Henderson was keenly aware that people have “a principle of motion” all of their own, and fruitlessly tried to get other officials to understand that. One of Henderson’s colleagues, Tara O’Toole, described his mindset this way:

“D.A. kept saying, ‘Look, you have to be practical about this,'” O’Toole recalls. “‘And you have to be humble about what public health can actually do, especially over sustained periods. Society is complicated, and you don’t get to control it.’ There was also the fact that D.A. and I had been in government. We had a pretty clear sense of what government was, and wasn’t, capable of.”

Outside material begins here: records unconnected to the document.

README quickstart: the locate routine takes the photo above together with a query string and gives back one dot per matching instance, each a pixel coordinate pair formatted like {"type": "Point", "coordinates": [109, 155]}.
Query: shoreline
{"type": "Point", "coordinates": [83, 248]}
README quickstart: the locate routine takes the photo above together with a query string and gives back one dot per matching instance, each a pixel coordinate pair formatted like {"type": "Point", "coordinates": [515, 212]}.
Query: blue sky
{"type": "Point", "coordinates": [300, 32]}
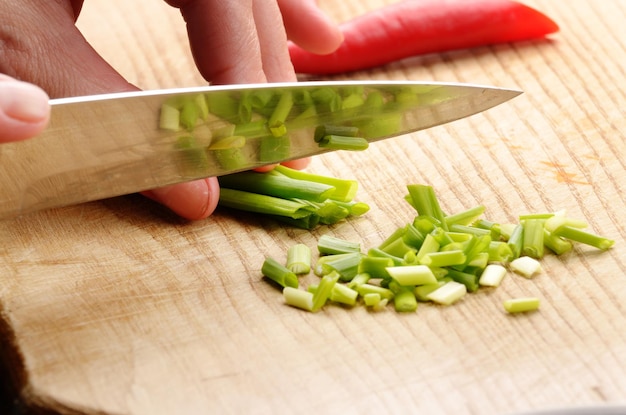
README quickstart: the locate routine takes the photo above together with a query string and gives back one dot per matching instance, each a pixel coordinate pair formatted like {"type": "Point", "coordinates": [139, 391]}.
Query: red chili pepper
{"type": "Point", "coordinates": [416, 27]}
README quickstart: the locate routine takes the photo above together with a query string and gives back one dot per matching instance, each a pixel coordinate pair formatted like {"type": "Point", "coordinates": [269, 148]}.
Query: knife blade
{"type": "Point", "coordinates": [108, 145]}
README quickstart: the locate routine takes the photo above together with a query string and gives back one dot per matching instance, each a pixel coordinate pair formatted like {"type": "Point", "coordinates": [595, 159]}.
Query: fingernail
{"type": "Point", "coordinates": [193, 200]}
{"type": "Point", "coordinates": [23, 101]}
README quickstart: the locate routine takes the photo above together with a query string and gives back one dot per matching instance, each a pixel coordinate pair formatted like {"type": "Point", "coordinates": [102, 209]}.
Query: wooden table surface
{"type": "Point", "coordinates": [118, 307]}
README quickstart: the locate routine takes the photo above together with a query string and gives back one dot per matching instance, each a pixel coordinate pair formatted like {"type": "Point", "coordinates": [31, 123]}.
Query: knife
{"type": "Point", "coordinates": [108, 145]}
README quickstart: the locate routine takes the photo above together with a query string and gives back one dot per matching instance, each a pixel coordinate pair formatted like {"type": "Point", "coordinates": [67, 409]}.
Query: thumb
{"type": "Point", "coordinates": [24, 109]}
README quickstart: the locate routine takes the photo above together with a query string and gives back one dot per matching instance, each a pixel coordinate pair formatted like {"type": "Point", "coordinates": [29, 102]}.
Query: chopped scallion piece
{"type": "Point", "coordinates": [296, 297]}
{"type": "Point", "coordinates": [526, 266]}
{"type": "Point", "coordinates": [492, 276]}
{"type": "Point", "coordinates": [330, 245]}
{"type": "Point", "coordinates": [532, 241]}
{"type": "Point", "coordinates": [299, 259]}
{"type": "Point", "coordinates": [584, 237]}
{"type": "Point", "coordinates": [325, 287]}
{"type": "Point", "coordinates": [448, 293]}
{"type": "Point", "coordinates": [278, 273]}
{"type": "Point", "coordinates": [412, 275]}
{"type": "Point", "coordinates": [520, 305]}
{"type": "Point", "coordinates": [339, 142]}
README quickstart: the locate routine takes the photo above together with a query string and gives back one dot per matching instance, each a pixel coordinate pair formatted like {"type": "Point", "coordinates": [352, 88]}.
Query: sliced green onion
{"type": "Point", "coordinates": [325, 287]}
{"type": "Point", "coordinates": [492, 276]}
{"type": "Point", "coordinates": [526, 266]}
{"type": "Point", "coordinates": [375, 266]}
{"type": "Point", "coordinates": [516, 240]}
{"type": "Point", "coordinates": [584, 237]}
{"type": "Point", "coordinates": [532, 241]}
{"type": "Point", "coordinates": [404, 300]}
{"type": "Point", "coordinates": [359, 279]}
{"type": "Point", "coordinates": [299, 259]}
{"type": "Point", "coordinates": [412, 275]}
{"type": "Point", "coordinates": [425, 202]}
{"type": "Point", "coordinates": [273, 148]}
{"type": "Point", "coordinates": [421, 292]}
{"type": "Point", "coordinates": [346, 265]}
{"type": "Point", "coordinates": [448, 293]}
{"type": "Point", "coordinates": [341, 130]}
{"type": "Point", "coordinates": [258, 203]}
{"type": "Point", "coordinates": [345, 189]}
{"type": "Point", "coordinates": [470, 281]}
{"type": "Point", "coordinates": [235, 141]}
{"type": "Point", "coordinates": [278, 273]}
{"type": "Point", "coordinates": [330, 245]}
{"type": "Point", "coordinates": [296, 297]}
{"type": "Point", "coordinates": [339, 142]}
{"type": "Point", "coordinates": [521, 305]}
{"type": "Point", "coordinates": [555, 243]}
{"type": "Point", "coordinates": [344, 294]}
{"type": "Point", "coordinates": [278, 118]}
{"type": "Point", "coordinates": [169, 118]}
{"type": "Point", "coordinates": [367, 288]}
{"type": "Point", "coordinates": [277, 186]}
{"type": "Point", "coordinates": [466, 217]}
{"type": "Point", "coordinates": [443, 258]}
{"type": "Point", "coordinates": [429, 246]}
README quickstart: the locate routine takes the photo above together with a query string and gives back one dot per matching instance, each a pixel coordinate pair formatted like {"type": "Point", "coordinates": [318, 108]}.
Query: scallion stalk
{"type": "Point", "coordinates": [299, 259]}
{"type": "Point", "coordinates": [278, 273]}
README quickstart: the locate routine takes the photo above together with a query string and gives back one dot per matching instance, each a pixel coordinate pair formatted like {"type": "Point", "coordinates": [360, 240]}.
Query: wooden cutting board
{"type": "Point", "coordinates": [118, 307]}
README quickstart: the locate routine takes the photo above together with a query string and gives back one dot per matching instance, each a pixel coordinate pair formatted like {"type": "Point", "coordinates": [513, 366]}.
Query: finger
{"type": "Point", "coordinates": [64, 64]}
{"type": "Point", "coordinates": [192, 200]}
{"type": "Point", "coordinates": [223, 40]}
{"type": "Point", "coordinates": [273, 42]}
{"type": "Point", "coordinates": [24, 109]}
{"type": "Point", "coordinates": [60, 61]}
{"type": "Point", "coordinates": [308, 26]}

Henderson particularly stressed the importance of situations being managed through decentralized, hands on, real world experience rather than top-down planning. His ability to understand this was no small part of the reason why his team’s efforts to eradicate smallpox was successful. In planning discussions, he would emphasize the importance of understanding that people aren’t simply chess pieces that can be moved around at will:

Henderson liked to say that there were two kinds of epidemiologists: those who used “shoe leather” – that is, they got out of the office and talked to people to learn about a disease and its spread – and those who used computer models. He was firmly in the shoe-leather camp. In meetings to hash out the plan, he made his position plain: he opposed creating policy based on hypothetical models – which, after all, were themselves based on hypothetical assumptions. “What computer models cannot incorporate is the effects that various mitigation strategies might have on the behavior of the population and the consequent course of the epidemic”, he said. “There is simply too little experience to predict how a 21st century population would respond, for example, to the closure of all schools for periods of many weeks or months, or to the cancellation of all gatherings of more than 1,000 people.”

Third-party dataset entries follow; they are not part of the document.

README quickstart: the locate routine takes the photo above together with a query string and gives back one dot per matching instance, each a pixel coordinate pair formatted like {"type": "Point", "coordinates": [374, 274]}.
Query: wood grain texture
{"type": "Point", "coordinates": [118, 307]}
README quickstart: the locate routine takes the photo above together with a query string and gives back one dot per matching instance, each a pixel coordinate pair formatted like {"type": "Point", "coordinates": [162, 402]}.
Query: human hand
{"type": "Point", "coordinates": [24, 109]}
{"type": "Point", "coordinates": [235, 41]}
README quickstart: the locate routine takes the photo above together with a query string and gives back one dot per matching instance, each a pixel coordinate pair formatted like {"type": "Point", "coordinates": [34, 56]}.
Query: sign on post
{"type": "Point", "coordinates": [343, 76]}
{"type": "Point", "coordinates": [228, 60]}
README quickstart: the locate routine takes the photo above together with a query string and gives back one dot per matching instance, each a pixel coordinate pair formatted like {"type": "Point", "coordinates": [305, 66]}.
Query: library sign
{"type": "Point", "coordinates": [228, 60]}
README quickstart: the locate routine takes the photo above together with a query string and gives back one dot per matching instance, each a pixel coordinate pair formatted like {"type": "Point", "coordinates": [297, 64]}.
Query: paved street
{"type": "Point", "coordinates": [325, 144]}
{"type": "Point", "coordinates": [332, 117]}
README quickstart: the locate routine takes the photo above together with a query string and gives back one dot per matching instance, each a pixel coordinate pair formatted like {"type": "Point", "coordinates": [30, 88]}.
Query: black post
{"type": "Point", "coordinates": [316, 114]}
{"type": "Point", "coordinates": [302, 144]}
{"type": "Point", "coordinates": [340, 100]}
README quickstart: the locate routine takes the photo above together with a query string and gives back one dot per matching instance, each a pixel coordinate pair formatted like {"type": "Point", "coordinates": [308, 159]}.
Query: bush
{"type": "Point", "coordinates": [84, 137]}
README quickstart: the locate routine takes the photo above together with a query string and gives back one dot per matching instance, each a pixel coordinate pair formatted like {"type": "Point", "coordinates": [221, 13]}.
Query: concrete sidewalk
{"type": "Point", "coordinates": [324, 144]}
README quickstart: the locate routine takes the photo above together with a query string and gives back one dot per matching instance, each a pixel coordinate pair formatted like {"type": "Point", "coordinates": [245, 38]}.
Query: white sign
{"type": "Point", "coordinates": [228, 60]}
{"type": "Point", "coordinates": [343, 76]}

However, the leadership of the pandemic planning team had a very different mindset:

The two men heading the planning team were Carter Mecher, the gadfly at the Department of Veteran Affairs, and Richard Hatchett, and oncologist who had been serving as Bush’s biodefense adviser since 2002. They were smart and dedicated, but neither had any experience with epidemiology or pandemics.

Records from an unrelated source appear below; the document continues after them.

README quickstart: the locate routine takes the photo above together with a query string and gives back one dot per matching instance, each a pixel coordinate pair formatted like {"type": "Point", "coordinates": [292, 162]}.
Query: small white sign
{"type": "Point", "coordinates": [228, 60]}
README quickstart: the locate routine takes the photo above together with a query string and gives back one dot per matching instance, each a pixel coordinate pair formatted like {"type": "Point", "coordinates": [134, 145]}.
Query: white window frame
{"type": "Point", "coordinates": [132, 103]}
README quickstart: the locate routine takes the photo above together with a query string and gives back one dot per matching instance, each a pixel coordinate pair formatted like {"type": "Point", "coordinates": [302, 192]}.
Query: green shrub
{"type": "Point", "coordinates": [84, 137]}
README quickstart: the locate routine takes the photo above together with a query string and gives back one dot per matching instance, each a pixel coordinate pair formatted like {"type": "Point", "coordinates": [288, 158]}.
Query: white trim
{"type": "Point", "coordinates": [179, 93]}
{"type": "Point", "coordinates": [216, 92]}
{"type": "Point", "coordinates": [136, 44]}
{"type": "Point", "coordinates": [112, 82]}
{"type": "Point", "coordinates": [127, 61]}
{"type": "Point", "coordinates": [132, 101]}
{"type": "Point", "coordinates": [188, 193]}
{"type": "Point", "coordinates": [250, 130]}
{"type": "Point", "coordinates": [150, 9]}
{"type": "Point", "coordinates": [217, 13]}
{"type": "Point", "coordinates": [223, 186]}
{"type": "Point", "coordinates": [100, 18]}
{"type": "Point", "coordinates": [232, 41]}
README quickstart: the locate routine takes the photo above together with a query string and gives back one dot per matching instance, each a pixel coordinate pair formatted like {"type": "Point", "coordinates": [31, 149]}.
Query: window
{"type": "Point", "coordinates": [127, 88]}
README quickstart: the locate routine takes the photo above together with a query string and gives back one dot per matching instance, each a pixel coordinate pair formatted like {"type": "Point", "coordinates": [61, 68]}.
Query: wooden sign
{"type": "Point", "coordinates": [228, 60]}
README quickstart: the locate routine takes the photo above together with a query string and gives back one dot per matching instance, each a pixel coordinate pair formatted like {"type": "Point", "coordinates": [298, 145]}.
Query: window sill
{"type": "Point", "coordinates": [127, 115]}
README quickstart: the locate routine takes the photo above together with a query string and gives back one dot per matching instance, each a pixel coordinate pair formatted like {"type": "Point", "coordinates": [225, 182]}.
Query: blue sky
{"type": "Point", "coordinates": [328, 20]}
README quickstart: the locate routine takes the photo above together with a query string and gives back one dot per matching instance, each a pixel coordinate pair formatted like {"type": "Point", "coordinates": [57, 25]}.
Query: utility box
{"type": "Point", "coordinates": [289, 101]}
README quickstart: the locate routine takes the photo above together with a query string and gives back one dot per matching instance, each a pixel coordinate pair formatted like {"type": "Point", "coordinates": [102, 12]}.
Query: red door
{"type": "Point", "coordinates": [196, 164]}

Mecher and Hatchett didn’t share Henderson’s reservations about centralized, top-down plans based on hypothetical models. And that’s putting it mildly:

They wound up embracing a model built by a high school student, Laura Glass, for a science project.

Eventually, President Bush’s prediction came true – we had a pandemic that seemed comparable to the 1918 flu. And there was a plan in place, ready to go for Alex Azar, the then Secretary of Health and Human Services:

Azar immediately began “marching through the pandemic playbook,” as he’d later put it, that had been written in the Bush administration and updated by the Obama administration. But for all the man-hours that had been spent putting together the pandemic plans, the documents were essentially worthless. Reality was a lot different from a simulation or a war-game exercise.

It turned out that in practice, the “plan” was in the best case worthless, and in many cases actively harmful. While Mecher and Hatchett saw their role as creating a playbook for everyone to follow, Henderson saw the goal as maximizing the opportunities for people to adjust and adapt in their own way. It’s worth pondering how different the world might look today if policymakers had taken Henderson’s advice in the era of Covid-19 – or what it might look like today if the smallpox eradication effort had been run by people like Mecher and Hatchett.